Vitalik emphasizes that Ethereum’s true strengths are censorship resistance, control resistance, open source, privacy, and security.
Speed is important, but it’s not everything for Ethereum.
What makes Ethereum irreplaceable is its ability to continue improving performance while maintaining these more difficult, long-term foundational capabilities.
After discussing that Ethereum shouldn’t just chase TPS, Vitalik also points out several technical directions he considers more important.
1. Provably Bug-Free Ethereum
The first is formal verification.
Simply put, using more rigorous, mathematically close methods to verify the correctness of Ethereum protocols, clients, and related code.
In the past, “proving Ethereum is bug-free” sounded almost impossible. Because blockchain systems are complex, with extensive interactions among code, clients, consensus mechanisms, and smart contracts.
But Vitalik believes that with the development of AI-assisted formal verification, this is becoming more feasible.
This also shows that he doesn’t see AI as just an application layer trend, but is more focused on whether AI can help strengthen Ethereum’s underlying security.
2. Available Chain Consensus
The second direction is consensus security.
Vitalik mentions that Ethereum aims to have a special capability: even in poor network conditions or when some nodes fail, Ethereum should not rely easily on human coordination, social consensus, or hard forks to resolve issues.
He believes that some chains can accept large-scale node outages if they rely on project teams, validators, and community coordination to recover. But for systems like Ethereum, Bitcoin, and Zcash, which emphasize censorship resistance and neutrality, such reliance is dangerous.
Because if the system needs to depend on a small group of people to recover, it exposes centralization risks.
3. Reducing Dependence on Intermediaries
The third direction is reducing reliance on intermediaries.
Currently, many smart contract wallets and privacy protocols still depend on intermediary services when sending transactions to the chain, such as RPC nodes, third-party servers, relays, and bundlers.
While these intermediaries improve user experience, they also introduce issues.
For example, if a certain intermediary refuses to process your transaction, it might not go through. If a wallet needs to send data to a third-party server, your privacy could be exposed.
Vitalik believes this isn’t aligned with Ethereum’s intended direction.

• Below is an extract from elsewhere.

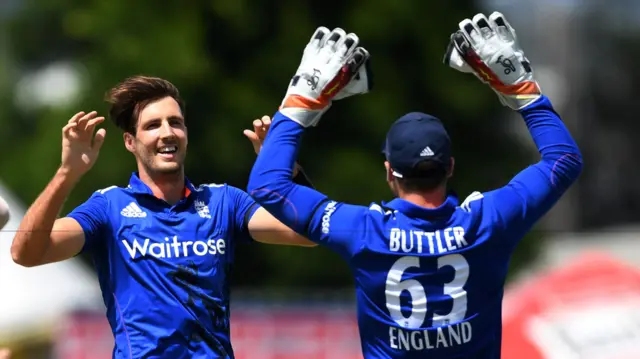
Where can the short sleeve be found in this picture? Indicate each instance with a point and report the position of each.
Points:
(243, 209)
(339, 226)
(93, 218)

Therefore, he mentions work like FOCIL, EIP-8141, 7701, Kohaku, which fundamentally aim to solve the same problem: enabling users to interact with Ethereum more directly, without relying heavily on middlemen.

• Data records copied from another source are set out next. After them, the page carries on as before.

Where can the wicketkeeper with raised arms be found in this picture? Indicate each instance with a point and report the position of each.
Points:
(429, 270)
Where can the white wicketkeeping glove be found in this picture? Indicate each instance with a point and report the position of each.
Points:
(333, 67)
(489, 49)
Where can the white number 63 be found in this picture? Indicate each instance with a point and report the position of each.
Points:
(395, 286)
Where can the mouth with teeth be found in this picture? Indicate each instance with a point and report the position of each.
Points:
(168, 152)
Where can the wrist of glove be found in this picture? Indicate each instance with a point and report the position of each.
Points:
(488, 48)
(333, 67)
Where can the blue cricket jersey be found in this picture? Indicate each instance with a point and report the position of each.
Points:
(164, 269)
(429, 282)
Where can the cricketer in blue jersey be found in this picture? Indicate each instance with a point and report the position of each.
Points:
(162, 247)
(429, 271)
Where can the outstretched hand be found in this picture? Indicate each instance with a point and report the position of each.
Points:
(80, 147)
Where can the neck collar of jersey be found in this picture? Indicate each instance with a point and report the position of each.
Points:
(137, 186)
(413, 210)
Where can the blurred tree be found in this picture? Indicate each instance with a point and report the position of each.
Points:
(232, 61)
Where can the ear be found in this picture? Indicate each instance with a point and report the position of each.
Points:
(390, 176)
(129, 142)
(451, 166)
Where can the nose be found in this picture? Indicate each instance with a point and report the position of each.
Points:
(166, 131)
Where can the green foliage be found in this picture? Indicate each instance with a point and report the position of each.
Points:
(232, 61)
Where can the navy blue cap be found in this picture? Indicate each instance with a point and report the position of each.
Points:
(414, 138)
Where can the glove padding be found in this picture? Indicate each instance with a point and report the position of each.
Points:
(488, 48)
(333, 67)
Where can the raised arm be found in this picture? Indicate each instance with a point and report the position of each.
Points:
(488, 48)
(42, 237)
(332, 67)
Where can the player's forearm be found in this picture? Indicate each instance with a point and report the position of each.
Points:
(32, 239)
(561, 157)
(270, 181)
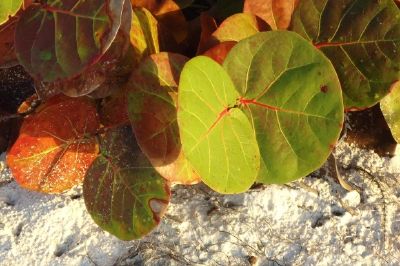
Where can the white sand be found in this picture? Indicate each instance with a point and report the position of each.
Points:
(308, 222)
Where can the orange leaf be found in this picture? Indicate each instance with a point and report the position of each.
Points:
(56, 145)
(220, 51)
(277, 13)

Vitalik also unusually emphasizes ETH assets.
He says that from a financial perspective, the most valuable product of Ethereum is ETH. Currently, Ethereum secures about $250 billion worth of ETH.
He also mentions that nearly 90% of his net worth is in ETH, with the rest mostly in on-chain fiat, allocated to open-source biotech, software, and hardware projects.
He admits that ETH is Ethereum’s most important asset. The security, censorship resistance, privacy, and openness of Ethereum ultimately influence ETH’s long-term value.
But matters related to ETH’s value—such as marketing, institutional communication, asset narratives, and ecosystem growth—are better handled by teams and organizations outside EF.
In conclusion
The most noteworthy aspect of Vitalik’s long article isn’t that EF will shrink or sell less ETH, but that he re-answers a more fundamental question:
What does Ethereum ultimately want to become?
His proposed direction is: a smaller EF, a more focused Ethereum, with others in the ecosystem taking on more roles.
This path may sound less glamorous and might not please the short-term market, but it also redefines why Ethereum remains special: what it aims to win isn’t just speed, cost, and transaction experience, but more difficult-to-censor, harder-to-capture, privacy-valuing, secure, and open underlying capabilities.
EF may become a smaller vessel in the future, but Vitalik hopes it will safeguard the most critical, least diluted aspects of Ethereum.